The results also indicated that scores of resilience and all subscales were negatively correlated with anxiety and depression in the sick-listed sample, in support of our hypothesis. Such a correlation was expected as resilience is supposed to be a measure of protective resources associated with good adaptation against mental health issues [42]. This result provides further evidence of the concurrent validity of the RSA, also among long-term sick-listed individuals. Furthermore, the results also demonstrate incremental validity of the RSA beyond anxiety when predicting depressive symptoms. This indicates that the RSA measures something else than just the absence of mental health issues, i.e., the construct is not on the same scale, which is also aligned with previous findings [43]. Thus, the results show the discriminant validity of the RSA when compared to measures of mental health symptoms. This means that resilience can provide information on anxiety and depressive symptoms beyond being a correlated measure of anxiety and depression.

Implications for Practice

The findings in the present study supports the validity of a slightly adjusted RSA to measure the protective factors of resilience in the current sample of long-term sick listed individuals. The use of the RSA and its subscales may provide important information on factors that have been shown to be important predictors of RTW, such as self-efficacy, social support, structure, and planning [5, 44, 45]. Gender differences in resilience resources, and early identification of those scoring high and low on such factors may be useful to determine appropriate and targeted interventions based on which resources (i.e., subscales) are lacking. However, this is an avenue that requires more research before implementing in practice.

Strengths and Limitations

One strength of the current study is the relatively large sample size of the long-term sick listed sample. Furthermore, the study utilized two separate samples to assess measurement invariance, something that has been lacking in validation research [33].

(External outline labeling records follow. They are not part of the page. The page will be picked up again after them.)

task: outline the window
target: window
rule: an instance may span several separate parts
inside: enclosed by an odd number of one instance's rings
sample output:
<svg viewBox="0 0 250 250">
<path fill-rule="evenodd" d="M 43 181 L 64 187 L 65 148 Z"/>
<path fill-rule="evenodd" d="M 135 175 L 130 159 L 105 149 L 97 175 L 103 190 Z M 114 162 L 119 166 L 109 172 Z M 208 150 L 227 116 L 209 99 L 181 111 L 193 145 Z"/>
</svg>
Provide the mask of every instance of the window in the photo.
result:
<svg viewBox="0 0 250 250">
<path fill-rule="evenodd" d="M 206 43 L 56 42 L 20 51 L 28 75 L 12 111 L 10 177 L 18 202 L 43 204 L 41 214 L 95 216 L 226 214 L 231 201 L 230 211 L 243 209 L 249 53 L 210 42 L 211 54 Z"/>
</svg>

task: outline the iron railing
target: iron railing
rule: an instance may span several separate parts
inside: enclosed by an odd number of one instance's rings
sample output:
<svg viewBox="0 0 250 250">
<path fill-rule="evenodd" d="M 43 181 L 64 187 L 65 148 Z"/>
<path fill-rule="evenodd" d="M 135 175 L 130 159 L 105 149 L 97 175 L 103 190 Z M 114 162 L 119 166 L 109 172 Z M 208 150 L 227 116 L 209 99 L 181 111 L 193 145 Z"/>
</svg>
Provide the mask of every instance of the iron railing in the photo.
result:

However, the study does have some limitations. First, both samples might be highly selected. The student sample utilized convenience sampling, and while the long-term sick-listed sample invited all individuals that were eligible based on inclusion and exclusion criteria, recruitment achieved only a 15% participation rate. Nonetheless, demonstrating measurement invariance on these two different samples highlights that they understand the questionnaire similarly and does increase confidence in the validity of the RSA for use in RTW research, regardless of the limitations of each sample separately. As this is a cross-sectional study, other limitations are the inability to assess whether the RSA can predict actual RTW, and lack of possibilities to investigate test-retest validity. A longitudinal study with RTW outcome data should be performed to assess the predictive validity of the RSA on RTW. Furthermore, investigating the test-retest stability is required to determine whether the RSA is scored differently over time, for example depending on length of sick leave.

Conclusion

The results from comparisons between a student sample and a sample of long-term sick-listed largely supports the factor structure of the RSA in long-term sick-listed individuals. There were only slight deviations from the expected factor structure, and by moving one item from the social resources subscale to the family cohesion subscale helped improve model fit to acceptable levels. Comparison between the samples also to a large degree demonstrated measurement invariance, which indicate that the RSA questionnaire is similarly understood among long-term sick-listed individuals in Norway as in a previously validated student sample. Thus, the results suggest that the RSA can be used to assess resilience among long-term sick-listed individuals and that the subscales and total scale score can be interpreted similarly to other populations.